So, France has introduced new laws to require advertisers to say if an image has been retouched or enhanced. The objective it seems is to control the artificial slimming of models and other bodily or facial changes. It's argued that this can potentially affect the health and well-being of consumers who may be presented with unrealistic body images.
The requirement it seems is that an image which has been Photoshopped (other image manipulation programs are available), will have to carry a text based statement to that effect - "Photographie retouchée".
This is obviously a laudable intention, and at least one UK ex-actress is looking for the UK to consider similar legislation.
Whenever governments get involved in similar regulation, however well intentioned, the law of unintended consequences quickly kicks in.
Consider the following:
- Is it clear what is an 'advertiser' or 'advertisement' - already people are making noises about Instagram and other social media being included.
- Will only professional models be included? Again, social media is tremendously influential with peer comparison potentionaly as powerful as commercial pressure.
- What about 'stock' images - who is responsible for the statement; the photographer, library or advertiser who may have bought an image in good faith?
- Will the statement cover any retouching on an image, even when a person's features are not affected - such as taking out backgrounds, or placing models in created environments?

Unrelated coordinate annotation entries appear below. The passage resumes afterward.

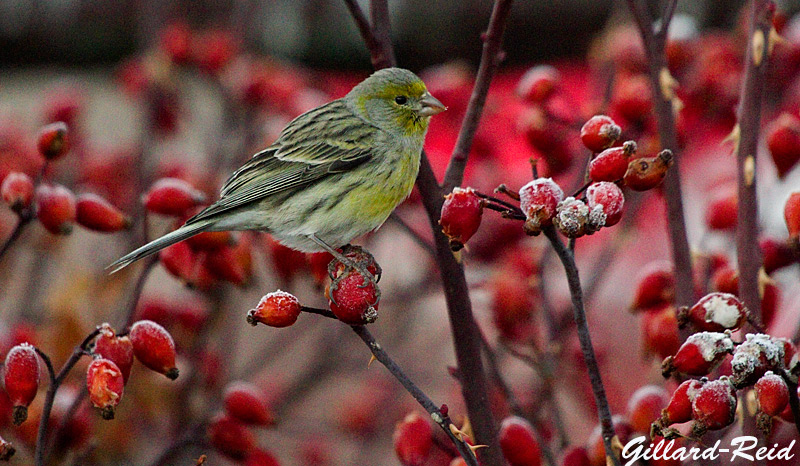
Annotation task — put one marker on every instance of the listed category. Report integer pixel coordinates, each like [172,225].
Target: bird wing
[324,141]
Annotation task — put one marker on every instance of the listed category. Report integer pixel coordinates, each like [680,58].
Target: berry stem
[579,314]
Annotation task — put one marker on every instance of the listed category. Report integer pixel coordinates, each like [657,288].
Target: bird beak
[431,105]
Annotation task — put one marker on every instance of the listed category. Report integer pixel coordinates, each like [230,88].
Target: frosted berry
[172,196]
[609,197]
[55,208]
[518,442]
[246,403]
[105,384]
[17,191]
[648,172]
[95,213]
[715,312]
[53,140]
[413,439]
[153,346]
[599,133]
[538,201]
[116,349]
[700,353]
[612,164]
[21,377]
[461,216]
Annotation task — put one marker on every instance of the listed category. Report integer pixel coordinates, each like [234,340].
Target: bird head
[395,100]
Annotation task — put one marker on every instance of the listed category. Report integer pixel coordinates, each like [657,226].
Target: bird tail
[182,233]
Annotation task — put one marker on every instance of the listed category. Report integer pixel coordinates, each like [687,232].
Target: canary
[335,172]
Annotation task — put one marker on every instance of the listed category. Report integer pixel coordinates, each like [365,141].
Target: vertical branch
[747,250]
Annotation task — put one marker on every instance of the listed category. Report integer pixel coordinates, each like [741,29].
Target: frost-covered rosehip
[609,197]
[714,406]
[21,378]
[612,163]
[700,353]
[153,346]
[599,133]
[538,200]
[518,442]
[276,309]
[715,312]
[105,384]
[413,439]
[461,216]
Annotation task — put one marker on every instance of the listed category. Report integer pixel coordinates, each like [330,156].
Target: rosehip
[21,379]
[714,406]
[518,442]
[246,403]
[715,312]
[599,133]
[172,196]
[413,439]
[612,164]
[95,213]
[461,216]
[117,349]
[538,200]
[53,140]
[17,191]
[648,172]
[609,197]
[153,346]
[55,208]
[105,384]
[700,353]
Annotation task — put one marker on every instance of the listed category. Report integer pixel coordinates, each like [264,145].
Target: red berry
[413,439]
[612,163]
[21,377]
[53,140]
[648,172]
[609,197]
[172,196]
[95,213]
[153,346]
[599,133]
[246,403]
[17,191]
[772,394]
[461,216]
[538,84]
[716,312]
[117,349]
[783,142]
[276,309]
[700,353]
[55,208]
[105,384]
[518,442]
[714,406]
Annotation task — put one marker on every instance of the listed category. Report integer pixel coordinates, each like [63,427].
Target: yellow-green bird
[334,173]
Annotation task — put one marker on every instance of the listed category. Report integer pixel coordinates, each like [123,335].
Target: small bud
[153,346]
[17,191]
[539,200]
[105,384]
[96,213]
[55,208]
[600,132]
[21,377]
[172,196]
[53,140]
[413,439]
[461,216]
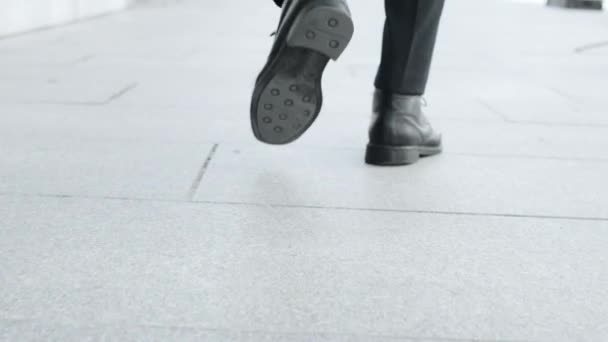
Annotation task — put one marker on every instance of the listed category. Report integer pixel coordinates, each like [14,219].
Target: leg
[410,32]
[400,133]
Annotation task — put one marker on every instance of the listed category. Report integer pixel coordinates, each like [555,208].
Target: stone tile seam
[264,332]
[201,173]
[311,207]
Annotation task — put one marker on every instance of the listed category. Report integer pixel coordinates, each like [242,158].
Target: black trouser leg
[410,33]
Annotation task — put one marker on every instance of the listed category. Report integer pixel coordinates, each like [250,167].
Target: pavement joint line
[260,331]
[201,173]
[312,207]
[510,121]
[123,91]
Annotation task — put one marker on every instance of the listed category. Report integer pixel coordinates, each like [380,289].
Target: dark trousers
[410,32]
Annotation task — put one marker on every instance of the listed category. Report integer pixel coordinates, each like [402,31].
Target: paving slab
[298,270]
[100,168]
[446,183]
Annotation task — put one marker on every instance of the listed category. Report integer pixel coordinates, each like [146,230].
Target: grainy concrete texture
[135,204]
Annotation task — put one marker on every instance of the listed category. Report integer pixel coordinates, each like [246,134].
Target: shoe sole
[397,155]
[288,96]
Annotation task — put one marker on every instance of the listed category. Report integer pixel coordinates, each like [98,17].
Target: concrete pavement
[135,203]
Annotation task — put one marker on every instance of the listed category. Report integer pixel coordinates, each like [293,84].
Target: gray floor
[135,203]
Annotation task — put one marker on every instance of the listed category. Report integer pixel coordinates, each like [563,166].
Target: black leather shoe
[400,133]
[287,97]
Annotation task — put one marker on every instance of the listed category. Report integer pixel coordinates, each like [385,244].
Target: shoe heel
[322,27]
[390,155]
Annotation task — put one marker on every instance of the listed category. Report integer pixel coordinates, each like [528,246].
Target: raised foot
[322,28]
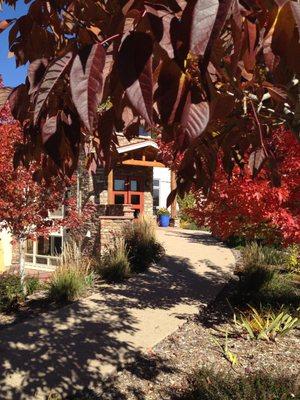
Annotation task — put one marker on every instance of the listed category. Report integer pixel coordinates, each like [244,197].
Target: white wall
[164,177]
[6,246]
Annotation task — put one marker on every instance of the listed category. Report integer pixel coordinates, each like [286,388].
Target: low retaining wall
[111,227]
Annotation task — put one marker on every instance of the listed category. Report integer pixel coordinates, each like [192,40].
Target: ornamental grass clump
[265,324]
[143,247]
[114,266]
[11,292]
[207,384]
[73,276]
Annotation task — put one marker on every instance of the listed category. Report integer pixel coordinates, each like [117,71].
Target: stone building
[138,184]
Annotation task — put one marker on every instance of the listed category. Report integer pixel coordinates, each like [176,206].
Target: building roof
[136,146]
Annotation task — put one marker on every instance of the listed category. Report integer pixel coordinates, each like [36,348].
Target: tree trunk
[22,262]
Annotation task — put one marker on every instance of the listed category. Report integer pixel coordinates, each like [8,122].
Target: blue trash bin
[164,220]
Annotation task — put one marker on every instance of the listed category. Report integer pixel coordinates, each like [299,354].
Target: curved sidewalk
[78,345]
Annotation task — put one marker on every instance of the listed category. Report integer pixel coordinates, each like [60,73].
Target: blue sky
[12,76]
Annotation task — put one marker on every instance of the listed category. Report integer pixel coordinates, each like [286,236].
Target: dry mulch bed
[35,306]
[165,373]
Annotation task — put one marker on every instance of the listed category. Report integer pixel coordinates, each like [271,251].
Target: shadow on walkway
[66,350]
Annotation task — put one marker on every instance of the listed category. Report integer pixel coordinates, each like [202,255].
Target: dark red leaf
[135,68]
[5,24]
[36,71]
[54,72]
[49,128]
[195,117]
[203,20]
[86,79]
[164,25]
[256,161]
[19,102]
[4,93]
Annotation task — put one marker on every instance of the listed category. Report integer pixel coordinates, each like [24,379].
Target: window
[119,199]
[119,185]
[44,252]
[143,132]
[135,199]
[134,185]
[49,246]
[155,195]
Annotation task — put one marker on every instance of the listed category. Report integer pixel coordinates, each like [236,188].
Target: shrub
[292,259]
[209,385]
[11,292]
[252,208]
[72,277]
[185,204]
[163,211]
[114,265]
[265,324]
[143,247]
[257,255]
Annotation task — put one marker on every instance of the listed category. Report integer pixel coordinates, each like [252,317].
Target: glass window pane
[41,260]
[43,246]
[156,197]
[134,185]
[119,184]
[135,199]
[57,245]
[119,199]
[29,246]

- How far is the law likely to stretch? Perhaps product shots which make food look more appetising. Estate agents' wide-angle interiors making rooms appear large and spacious?
The future - Catch-all?
With potential penalties of 37,500 euros (£33,000) or 30% of the ad creation costs, it's right for advertisers to be concerned. If this extends to social media images, (with InfoTrends predicting the number of digital photos taken growing to 1.2 trillion photos in 2017) it could be a headache for everyone and a nightmare for enforcement.
One scenario is that advertisers simply put a statement on every image used in an advertisement, just to be safe. Like health-warning on cigarette packs and alcohol bottles, or disclaimers on financial loan ads, these soon become wallpaper. Familiarity simply leads to warning-blindness.